Problem Overview
Deep learning has become a crucial component of many companies’ data analysis pipelines. To further enhance the performance of deep learning models, researchers have developed various optimization algorithms. An optimizer improves the model by adjusting its parameters (weights and biases) to minimize the loss function value. Having multiple optimizers available means that different algorithms can be used to adjust the parameters to minimize the loss function value. Hence, this study provides an experiment with five optimizers to assess their performance on a neural network classifier. The following Optimizers will be used:
- Stochastic Gradient Descent (SGD)
- Adam
- RMSprop
- Adagrad
- Nadam
Dataset
In view of this, this study aims to compare how each of these optimizer perform using the MNISt dataset.
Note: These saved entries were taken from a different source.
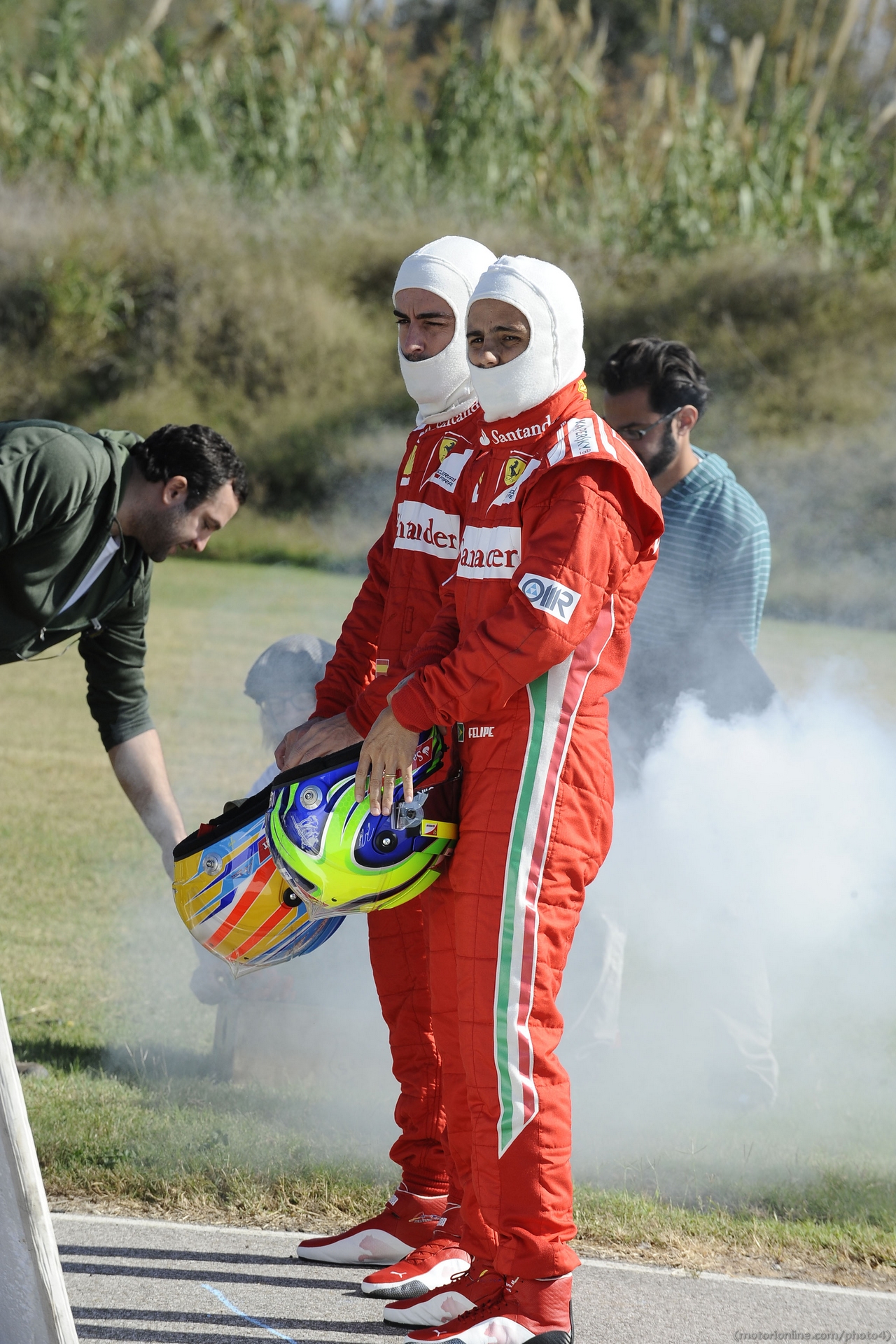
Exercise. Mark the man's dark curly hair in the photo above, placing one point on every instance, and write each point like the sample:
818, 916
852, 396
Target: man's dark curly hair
195, 452
666, 369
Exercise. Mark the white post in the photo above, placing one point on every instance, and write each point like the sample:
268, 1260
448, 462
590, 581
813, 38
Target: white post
34, 1304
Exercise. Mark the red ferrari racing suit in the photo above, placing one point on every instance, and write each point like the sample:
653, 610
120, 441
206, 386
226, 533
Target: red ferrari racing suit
398, 601
559, 539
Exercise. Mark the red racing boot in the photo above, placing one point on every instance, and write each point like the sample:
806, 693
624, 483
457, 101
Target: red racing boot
530, 1310
409, 1221
466, 1292
431, 1265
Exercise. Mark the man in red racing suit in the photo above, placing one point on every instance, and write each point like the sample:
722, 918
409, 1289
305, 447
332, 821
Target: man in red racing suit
407, 566
559, 539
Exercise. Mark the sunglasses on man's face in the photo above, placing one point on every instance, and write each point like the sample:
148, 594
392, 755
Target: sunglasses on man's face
633, 435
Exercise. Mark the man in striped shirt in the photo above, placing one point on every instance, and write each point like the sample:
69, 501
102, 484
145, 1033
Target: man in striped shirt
697, 622
695, 631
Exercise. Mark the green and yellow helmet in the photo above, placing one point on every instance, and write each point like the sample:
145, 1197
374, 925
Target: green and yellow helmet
232, 898
340, 858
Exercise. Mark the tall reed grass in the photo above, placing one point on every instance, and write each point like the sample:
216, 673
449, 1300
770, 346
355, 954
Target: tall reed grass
774, 139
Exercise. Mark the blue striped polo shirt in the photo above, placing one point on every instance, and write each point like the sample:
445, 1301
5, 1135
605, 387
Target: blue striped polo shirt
713, 561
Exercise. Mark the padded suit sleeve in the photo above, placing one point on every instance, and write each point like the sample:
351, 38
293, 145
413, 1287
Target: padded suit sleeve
435, 644
573, 536
352, 667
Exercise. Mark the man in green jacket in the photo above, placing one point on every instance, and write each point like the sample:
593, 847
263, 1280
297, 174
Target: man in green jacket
83, 519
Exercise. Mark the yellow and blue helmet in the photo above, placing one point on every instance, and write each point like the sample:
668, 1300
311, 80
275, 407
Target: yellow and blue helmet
339, 857
232, 898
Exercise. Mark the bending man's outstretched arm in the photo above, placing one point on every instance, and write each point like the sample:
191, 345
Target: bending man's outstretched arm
140, 768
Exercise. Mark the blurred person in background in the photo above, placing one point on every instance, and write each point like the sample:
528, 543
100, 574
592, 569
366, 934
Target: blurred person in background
695, 631
83, 521
416, 1234
281, 682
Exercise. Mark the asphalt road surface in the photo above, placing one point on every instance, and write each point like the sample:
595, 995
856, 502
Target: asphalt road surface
171, 1282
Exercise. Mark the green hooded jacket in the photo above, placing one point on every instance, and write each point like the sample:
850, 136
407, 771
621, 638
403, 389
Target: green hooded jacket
59, 492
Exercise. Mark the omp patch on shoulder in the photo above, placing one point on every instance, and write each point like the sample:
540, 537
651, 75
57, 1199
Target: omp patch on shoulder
547, 596
449, 473
582, 437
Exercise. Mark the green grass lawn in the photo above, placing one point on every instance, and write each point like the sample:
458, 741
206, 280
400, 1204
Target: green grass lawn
94, 971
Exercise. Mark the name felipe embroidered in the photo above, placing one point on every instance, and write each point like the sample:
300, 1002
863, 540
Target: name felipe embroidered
551, 597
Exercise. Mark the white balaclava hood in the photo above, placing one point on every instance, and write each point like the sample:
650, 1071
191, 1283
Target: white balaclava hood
449, 268
554, 356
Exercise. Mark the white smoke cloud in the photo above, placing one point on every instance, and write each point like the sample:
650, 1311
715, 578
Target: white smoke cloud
751, 885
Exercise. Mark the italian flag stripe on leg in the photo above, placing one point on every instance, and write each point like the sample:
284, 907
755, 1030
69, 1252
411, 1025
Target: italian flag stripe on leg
554, 702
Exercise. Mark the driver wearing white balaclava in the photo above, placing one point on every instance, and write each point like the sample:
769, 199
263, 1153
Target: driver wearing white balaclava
554, 358
450, 268
399, 600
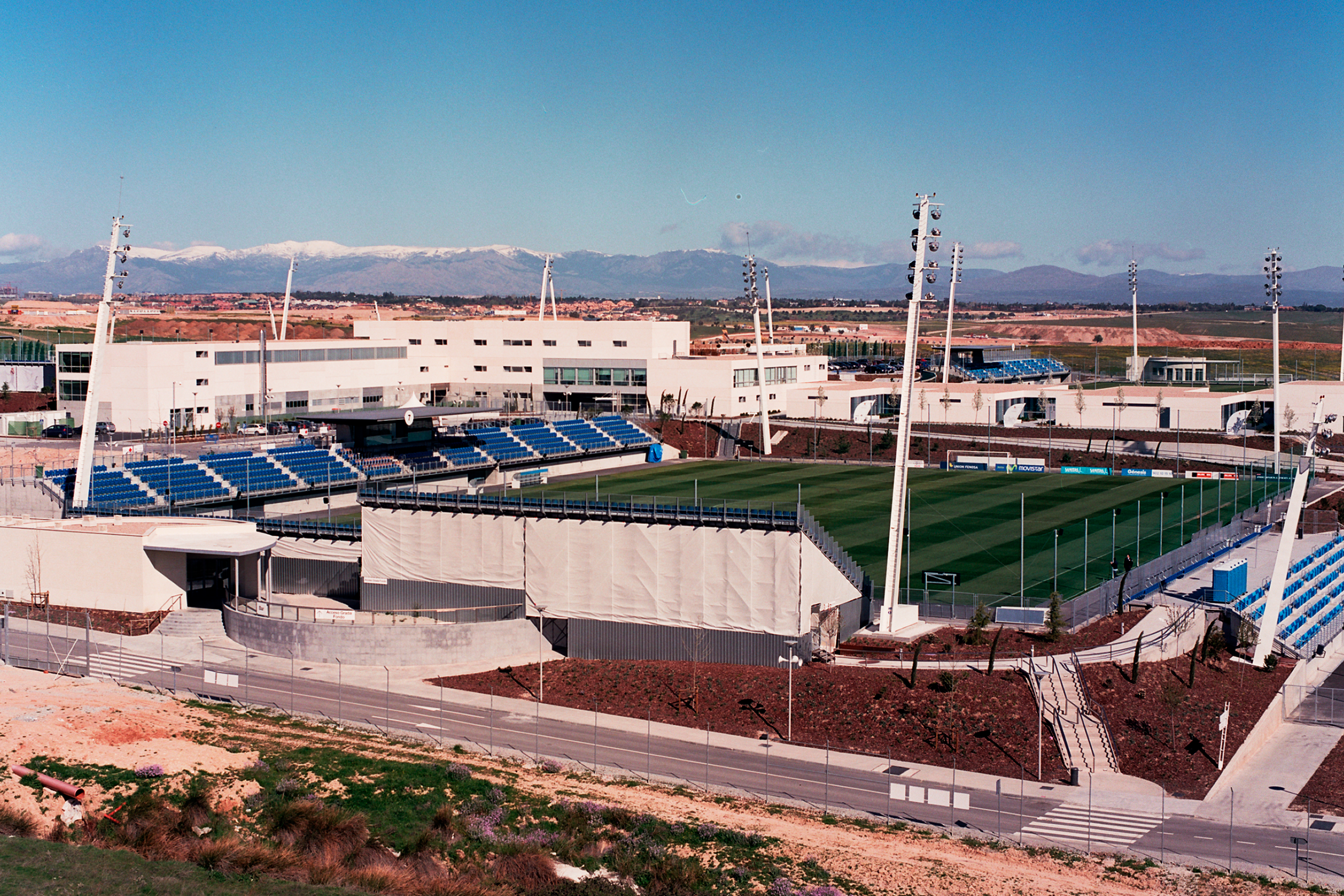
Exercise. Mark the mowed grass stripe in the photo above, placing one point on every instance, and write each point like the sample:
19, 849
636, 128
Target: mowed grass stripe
962, 522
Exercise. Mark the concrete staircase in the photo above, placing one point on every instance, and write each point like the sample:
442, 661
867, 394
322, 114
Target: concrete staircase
192, 622
1083, 737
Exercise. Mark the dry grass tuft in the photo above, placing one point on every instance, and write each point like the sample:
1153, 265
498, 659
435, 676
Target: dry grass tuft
526, 871
17, 824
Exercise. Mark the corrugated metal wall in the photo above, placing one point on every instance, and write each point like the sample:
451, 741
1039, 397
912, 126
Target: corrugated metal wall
399, 594
605, 640
324, 578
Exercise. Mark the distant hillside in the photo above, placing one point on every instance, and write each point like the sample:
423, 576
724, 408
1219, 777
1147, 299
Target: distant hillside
503, 270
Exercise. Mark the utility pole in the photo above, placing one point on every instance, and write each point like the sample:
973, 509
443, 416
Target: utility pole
922, 240
1136, 375
952, 300
1273, 272
117, 253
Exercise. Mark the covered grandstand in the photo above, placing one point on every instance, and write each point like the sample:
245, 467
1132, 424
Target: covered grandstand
992, 365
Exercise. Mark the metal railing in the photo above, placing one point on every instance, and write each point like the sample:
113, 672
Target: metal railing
336, 617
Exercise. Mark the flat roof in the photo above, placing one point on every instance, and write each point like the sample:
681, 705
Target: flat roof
390, 414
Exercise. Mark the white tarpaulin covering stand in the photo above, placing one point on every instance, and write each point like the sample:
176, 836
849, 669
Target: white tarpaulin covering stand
698, 577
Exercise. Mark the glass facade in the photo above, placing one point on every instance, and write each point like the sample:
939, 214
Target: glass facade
595, 377
295, 355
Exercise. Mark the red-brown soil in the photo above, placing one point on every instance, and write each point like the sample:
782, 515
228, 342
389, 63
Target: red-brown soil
113, 621
1141, 716
986, 722
949, 642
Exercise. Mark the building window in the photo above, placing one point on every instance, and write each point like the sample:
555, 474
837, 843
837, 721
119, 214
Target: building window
75, 362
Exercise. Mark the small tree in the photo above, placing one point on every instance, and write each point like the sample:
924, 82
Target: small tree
976, 627
1172, 697
1054, 618
993, 649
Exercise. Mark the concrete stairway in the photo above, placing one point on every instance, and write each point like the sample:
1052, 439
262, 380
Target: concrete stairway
1082, 735
192, 622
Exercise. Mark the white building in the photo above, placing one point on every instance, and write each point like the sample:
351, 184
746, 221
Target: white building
570, 363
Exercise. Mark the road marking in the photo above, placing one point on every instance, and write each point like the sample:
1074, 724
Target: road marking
1103, 825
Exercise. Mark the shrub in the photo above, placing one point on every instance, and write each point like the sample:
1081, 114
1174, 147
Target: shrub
530, 872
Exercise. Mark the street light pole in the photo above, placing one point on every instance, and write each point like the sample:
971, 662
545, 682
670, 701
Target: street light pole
792, 660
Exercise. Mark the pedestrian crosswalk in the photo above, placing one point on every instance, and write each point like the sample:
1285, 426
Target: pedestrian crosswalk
123, 664
1109, 827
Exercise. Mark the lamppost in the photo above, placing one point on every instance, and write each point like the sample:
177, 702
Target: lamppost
792, 660
1133, 295
1273, 272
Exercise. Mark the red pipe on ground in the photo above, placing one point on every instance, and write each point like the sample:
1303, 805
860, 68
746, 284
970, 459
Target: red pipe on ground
71, 791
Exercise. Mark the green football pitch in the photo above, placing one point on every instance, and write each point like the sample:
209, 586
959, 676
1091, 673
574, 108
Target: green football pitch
996, 531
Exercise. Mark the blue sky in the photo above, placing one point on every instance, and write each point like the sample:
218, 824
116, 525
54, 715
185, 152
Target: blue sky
1056, 133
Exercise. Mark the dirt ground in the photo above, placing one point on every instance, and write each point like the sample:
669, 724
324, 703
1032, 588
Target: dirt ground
90, 722
100, 723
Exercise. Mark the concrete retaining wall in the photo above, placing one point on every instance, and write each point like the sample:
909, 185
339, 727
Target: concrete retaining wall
376, 645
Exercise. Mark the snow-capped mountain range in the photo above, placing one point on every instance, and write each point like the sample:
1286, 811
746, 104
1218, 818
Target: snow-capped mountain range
703, 273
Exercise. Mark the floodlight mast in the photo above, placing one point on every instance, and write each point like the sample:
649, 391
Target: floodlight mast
290, 283
1133, 296
117, 251
952, 300
1279, 581
1273, 272
751, 293
924, 240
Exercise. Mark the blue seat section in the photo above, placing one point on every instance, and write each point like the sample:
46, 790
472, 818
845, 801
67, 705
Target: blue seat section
542, 438
621, 430
587, 436
249, 472
499, 445
315, 465
178, 480
1313, 597
1014, 370
464, 456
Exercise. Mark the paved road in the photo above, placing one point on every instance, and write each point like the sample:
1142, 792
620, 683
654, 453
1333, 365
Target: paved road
785, 774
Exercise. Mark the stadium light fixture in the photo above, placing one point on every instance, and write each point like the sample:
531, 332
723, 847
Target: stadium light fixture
1273, 273
1133, 295
924, 242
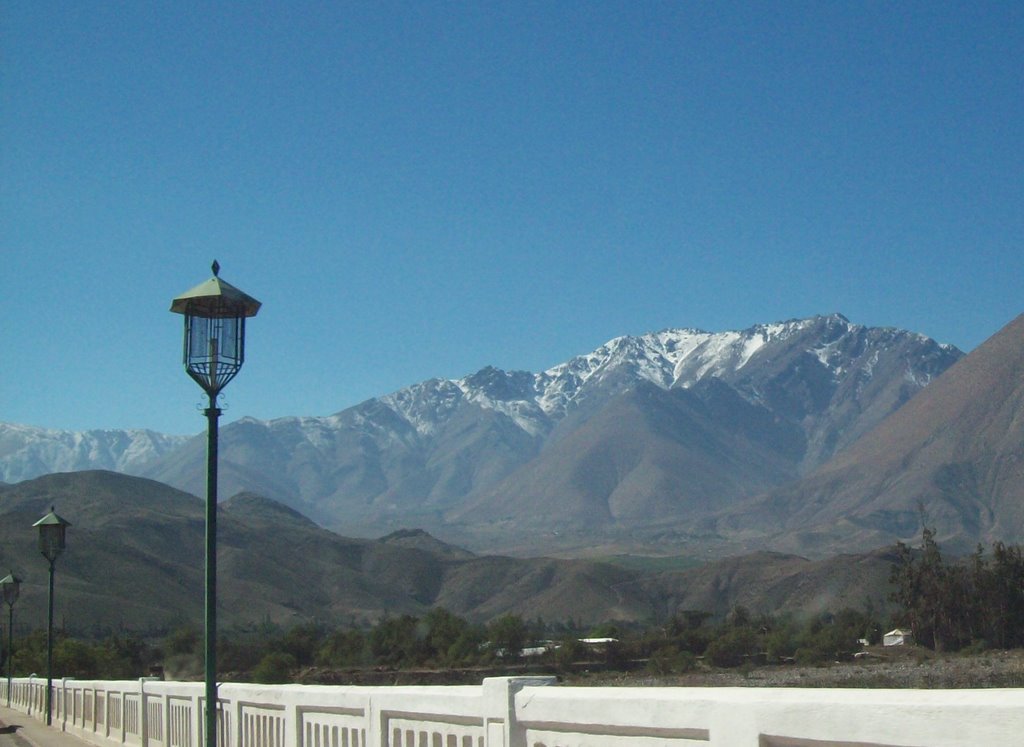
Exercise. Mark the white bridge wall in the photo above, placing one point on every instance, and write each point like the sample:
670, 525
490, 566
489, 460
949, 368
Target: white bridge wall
524, 712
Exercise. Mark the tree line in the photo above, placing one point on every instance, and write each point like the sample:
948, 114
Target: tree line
976, 602
949, 605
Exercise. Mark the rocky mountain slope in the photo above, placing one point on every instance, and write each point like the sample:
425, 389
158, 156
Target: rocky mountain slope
952, 458
659, 427
134, 561
643, 433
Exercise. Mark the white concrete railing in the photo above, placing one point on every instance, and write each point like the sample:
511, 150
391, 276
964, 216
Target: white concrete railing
524, 712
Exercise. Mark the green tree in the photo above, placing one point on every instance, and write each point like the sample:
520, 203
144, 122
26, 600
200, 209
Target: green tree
508, 634
274, 668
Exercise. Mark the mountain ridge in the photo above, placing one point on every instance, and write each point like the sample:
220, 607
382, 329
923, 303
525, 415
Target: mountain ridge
453, 455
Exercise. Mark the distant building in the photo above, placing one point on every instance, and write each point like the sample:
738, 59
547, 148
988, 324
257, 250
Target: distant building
897, 637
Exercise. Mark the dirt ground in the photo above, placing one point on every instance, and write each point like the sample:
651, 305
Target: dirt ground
904, 667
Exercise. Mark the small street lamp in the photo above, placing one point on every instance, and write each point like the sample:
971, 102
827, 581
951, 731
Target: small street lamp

I load the dataset using the below code:
(X_train, y_train), (X_test, y_test) = fashion_mnist.load_data()
The dimension of the training dataset is (60000, 28, 28). In this case, I have set aside 10000 images and their corresponding as a validation set. The remaining set will be labelled as the training set.
Exploratortion
A quick view of the data using the code below yields the picture below:

Before I feed the images into the neural network, I normalize the pixel values by dividing them by 255. This scales all pixel values from the original range of 0–255 down to a range of 0–1. This step helps my model train faster and more effectively by keeping the input values small and consistent, which improves the stability of the learning process.
def preprocess_images(images):
return images.reshape((-1, 28, 28, 1)) / 255.0
train_images = preprocess_images(train_images)
validation_images = preprocess_images(validation_images)
X_test = preprocess_images(X_test)

The code below shows the list of the different optimizers used for this analysis.
optimizers = {
'Adam': Adam(learning_rate=0.001),
'SGD': SGD(learning_rate=0.001),
'RMSprop': RMSprop(learning_rate=0.001),
'Adagrad': Adagrad(learning_rate=0.001)}
The model architecture using for this study is shown below:
def create_model():
model = Sequential()
model.add(Conv2D(32, (3, 3), activation='relu', input_shape=(28, 28, 1)))
model.add(MaxPooling2D((2, 2)))
model.add(Conv2D(64, (3, 3), activation='relu'))
model.add(MaxPooling2D((2, 2)))
model.add(Conv2D(64, (3, 3), activation='relu'))
model.add(Flatten())
model.add(Dense(64, activation='relu'))
model.add(Dense(10, activation='softmax'))
return model
The results that follow shows the output from the experiment.
Optimizer Comparison: The final line compares the performance of four optimizers:
- Adam: Achieved an accuracy of 0.8476
- SGD (Stochastic Gradient Descent): Achieved an accuracy of 0.1411
- RMSprop: Achieved an accuracy of 0.1000
- Adagrad: Achieved an accuracy of 0.1000

Based on the output, Adam seems to be the best-performing optimizer for your model, with an accuracy of 0.8476. The other optimizers (SGD, RMSprop, and Adagrad) resulted in significantly lower accuracy values. Hence the Adam will be chosen for hyperparameter tuning.
## The results suggest that:
- The model performs well with a learning rate of 0.001, achieving an accuracy of 0.8254.
- The model struggles with higher learning rates (0.01 and 0.1), resulting in very poor accuracy.